Let’s talk about legacy
compaction strategies before introducing incremental compaction. So, the first one of the most common compaction
strategies is called Size-Tiered compaction strategy or STCS in short The basics of Size-Tiered compaction strategy is that it organizes SSTables into tiers,
so each tier has exponentially larger SSTables than the previous tier, so in this example, the SSTables in tier 2 are four times as large as those in tier 1 and in tier 3 it will be sixteen times as large as in tier 1 and we organized the SSTables into these tiers based on their size. Now, when we compact several SSTables from specific or some tier, we create a single SSTable that’s the union, the compacted union of all input SSTables. Now if there were no deletions of duplicated data, then the union will be just the sum of the sizes of the input SSTables and this output SSTable will just become part of the next tier but it could be also much smaller, it could be also much smaller if we deleted most of the data and then it could be written into a lower tier, so it’s not necessarily advanced through the tiers depends on the workload.

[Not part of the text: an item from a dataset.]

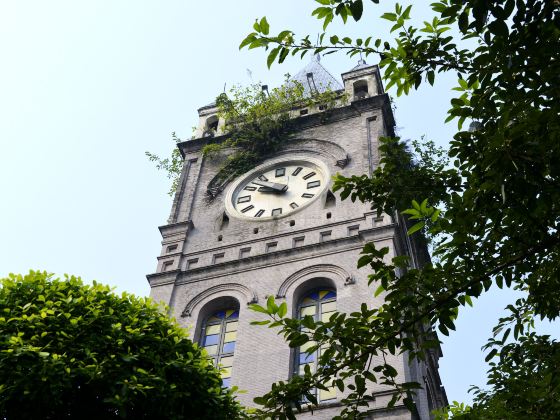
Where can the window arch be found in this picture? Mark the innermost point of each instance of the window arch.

The attributes of STCS ,the worst thing about it is
that it requires temporary space to compact the data which is at least twice the data size, as I explained before we can’t delete the input SSTables until we wrote the output SSTable and
while doing so the data may be
replicated both in the input SSTables and that output SSTables and this is part of the space amplification so the main factors for the space amplification or first a temporary space program that I just described and then the
accumulation of updates and deletes across the different tiers, so if like an early version of a cell resides in the highest tier and we have a new version in a low tier we can’t compact them together until they arrive at the same tier with STCS
Another legacy compaction strategy is LCS which is Leveled Compaction Strategy coming from Level DB and then in LCS compaction is triggered when a level grows and has more than 10 to the i SSTables and then SSTable picks, like this, extra SSTable from
one of the levels and it compacts it together with the SSTables in the next level creating a new run of SSTables now the set of SSTables that it select, based on the overlapping keys with the input SSTables, so it uses the bloom factor to locate the SSTables it compacts together with this single SSTable, note that the output is a run of SSTables it’s not a single largest SSTable as with STCS but it’s comprised of a run of SSTables, this is important because we adopted this trait of LCS into ICS
So, while LCS limits space amplification it results in higher write amplification because we have to keep rewriting the data multiple times across the levels and that’s the downside of using LCS.